Cottonwood High breaks ground for teen wellness center
Jun 1, 2023, 10:55 PM | Updated: Jun 2, 2023, 7:19 am
SALT LAKE CITY — Cottonwood High School broke ground on a new teen wellness center on Thursday. It’s the first of its kind for the Granite School District. The wellness center was funded by the Granite School District and will be open by the time school starts in the fall. It will include a safe space for teens to shower, do laundry, study, receive food and connect with mental health resources and find housing.
Principal Michael Douglas says the new center will be a safe space for teens to shower, do laundry, study, and receive food – like this one at Hillcrest High School in the Canyons School District.
It will also be a space where students can connect with mental health resources and housing.
“You can’t learn if you’re worried about where you’re going to sleep, where you might shower, or what you’re going to wear tomorrow,” Douglas said.
Cottonwood High School’s student population has over 50 countries and 42 languages represented and like many schools in Utah, Cottonwood High has seen an increase in its homeless student population – last year 80 students were classified as homeless. That’s one reason Robyn Ivins started the Colts’ food pantry six years ago.
“For every kid that walks through that door it normalizes it and makes it safe for the next kid who is wondering where their next meal or shower is going to come from,” Ivins said.
The Cottonwood High School Food Pantry opened in 2017 with four students using it. In 2023 they had 120-150 students using it twice a week.
Building the wellness center will cost over $500,000, and funding will be provided by donors and the Granite School District. For students, it’s investing in their future.
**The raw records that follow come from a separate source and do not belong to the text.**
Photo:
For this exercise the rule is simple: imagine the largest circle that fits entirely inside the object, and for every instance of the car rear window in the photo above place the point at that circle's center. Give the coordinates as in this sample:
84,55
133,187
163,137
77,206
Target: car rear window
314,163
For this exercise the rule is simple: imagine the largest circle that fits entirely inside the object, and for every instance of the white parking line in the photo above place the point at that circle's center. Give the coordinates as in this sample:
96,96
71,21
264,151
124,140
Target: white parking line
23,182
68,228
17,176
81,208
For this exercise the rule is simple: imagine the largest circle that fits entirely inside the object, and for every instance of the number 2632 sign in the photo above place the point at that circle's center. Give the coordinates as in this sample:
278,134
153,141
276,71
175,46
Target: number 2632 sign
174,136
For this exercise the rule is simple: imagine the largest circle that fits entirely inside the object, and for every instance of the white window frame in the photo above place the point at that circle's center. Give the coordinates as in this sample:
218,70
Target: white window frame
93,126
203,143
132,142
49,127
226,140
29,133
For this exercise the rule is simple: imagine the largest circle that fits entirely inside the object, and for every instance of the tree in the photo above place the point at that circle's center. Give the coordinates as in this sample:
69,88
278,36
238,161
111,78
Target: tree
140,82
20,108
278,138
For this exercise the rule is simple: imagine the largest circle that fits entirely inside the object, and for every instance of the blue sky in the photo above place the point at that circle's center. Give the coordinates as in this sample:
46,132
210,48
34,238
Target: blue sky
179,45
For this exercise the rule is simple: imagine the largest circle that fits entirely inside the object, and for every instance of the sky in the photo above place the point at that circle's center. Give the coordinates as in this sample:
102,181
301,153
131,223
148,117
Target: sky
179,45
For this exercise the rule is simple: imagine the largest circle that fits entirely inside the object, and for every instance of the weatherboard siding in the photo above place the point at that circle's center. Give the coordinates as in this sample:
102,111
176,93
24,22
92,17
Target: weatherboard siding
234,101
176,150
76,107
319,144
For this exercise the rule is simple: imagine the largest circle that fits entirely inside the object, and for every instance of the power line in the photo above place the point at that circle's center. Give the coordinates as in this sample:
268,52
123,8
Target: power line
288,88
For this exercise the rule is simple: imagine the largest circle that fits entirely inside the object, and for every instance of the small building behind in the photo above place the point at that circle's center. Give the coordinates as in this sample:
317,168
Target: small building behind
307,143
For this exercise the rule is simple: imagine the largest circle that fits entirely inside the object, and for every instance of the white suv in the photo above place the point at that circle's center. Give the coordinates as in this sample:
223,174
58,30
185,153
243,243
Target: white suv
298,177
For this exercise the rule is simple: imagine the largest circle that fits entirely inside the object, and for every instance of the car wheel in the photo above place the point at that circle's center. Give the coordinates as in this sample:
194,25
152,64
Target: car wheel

“It tells me that there are people that care, that are here for students, that they want to help them succeed,” said Cottonwood High School Student Body Officer Citlaly Ramirez. “Even if it’s just basic laundry or study room. It shows a lot.”
A recent legislative allocation gave $15 million toward teen wellness centers at high schools in Utah, but that money wasn’t available at the time the school district made the decision to build the center. However, the Granite School District superintendent said it would look into if retroactively applying that funding is possible.